This paper introduces novel weighted conformal p-values and methods for model-free selective inference. The problem is as follows: given test units with covariates $X$ and missing responses $Y$, how do we select units for which the responses $Y$ are larger than user-specified values while controlling the proportion of false positives? Can we achieve this without any modeling assumptions on the data and without any restriction on the model for predicting the responses? Last, methods should be applicable when there is a covariate shift between training and test data, which commonly occurs in practice. We answer these questions by first leveraging any prediction model to produce a class of well-calibrated weighted conformal p-values, which control the type-I error in detecting a large response. These p-values cannot be passed on to classical multiple testing procedures since they may not obey a well-known positive dependence property. Hence, we introduce weighted conformalized selection (WCS), a new procedure which controls false discovery rate (FDR) in finite samples. Besides prediction-assisted candidate selection, WCS (1) allows to infer multiple individual treatment effects, and (2) extends to outlier detection with inlier distributions shifts. We demonstrate performance via simulations and applications to causal inference, drug discovery, and outlier detection datasets.
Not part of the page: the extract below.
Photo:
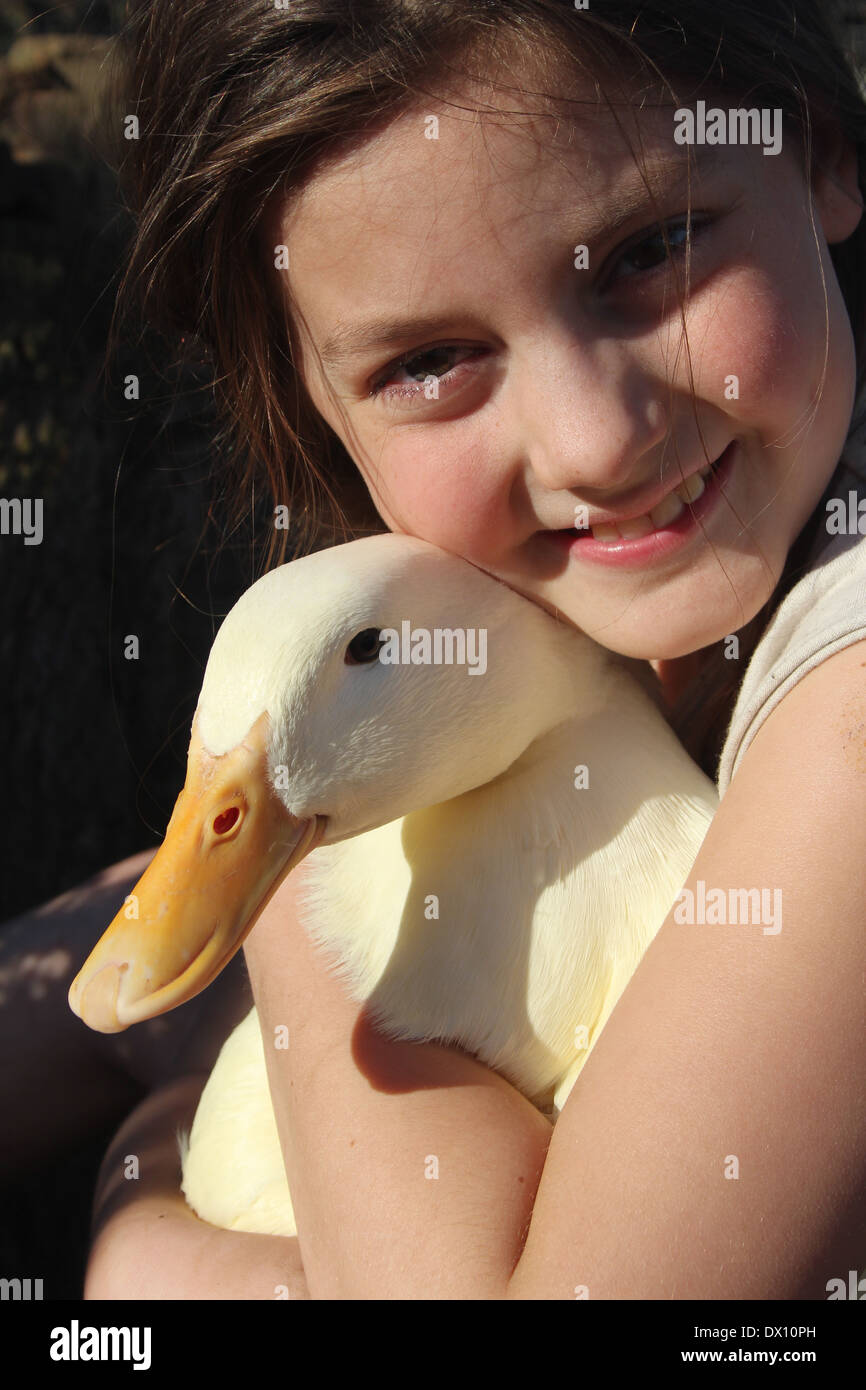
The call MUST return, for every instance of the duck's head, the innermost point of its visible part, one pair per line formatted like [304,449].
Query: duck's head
[307,731]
翻译：本文提出了新的加权共形p值及无模型选择性推断方法。问题如下：给定协变量$X$且响应$Y$缺失的测试单元，如何选择响应$Y$大于用户指定值的单元，同时控制误报比例？能否在不对数据做任何建模假设、不限制响应预测模型的情况下实现这一目标？最后，方法应适用于训练数据与测试数据之间存在协变量偏移的情形（这在实践中普遍存在）。我们通过以下方式回答这些问题：首先利用任意预测模型生成一类良好校准的加权共形p值，以控制检测大响应时的第一类错误。这些p值不能直接用于经典多重检验程序，因为它们可能不满足已知的正相依性质。为此，我们提出加权共形选择（WCS），一种能在有限样本中控制错误发现率（FDR）的新程序。除了预测辅助的候选选择外，WCS（1）可推断多个个体处理效应，（2）可扩展至内点分布偏移下的异常点检测。我们通过模拟实验及因果推断、药物发现、异常检测数据集上的应用证明了其性能。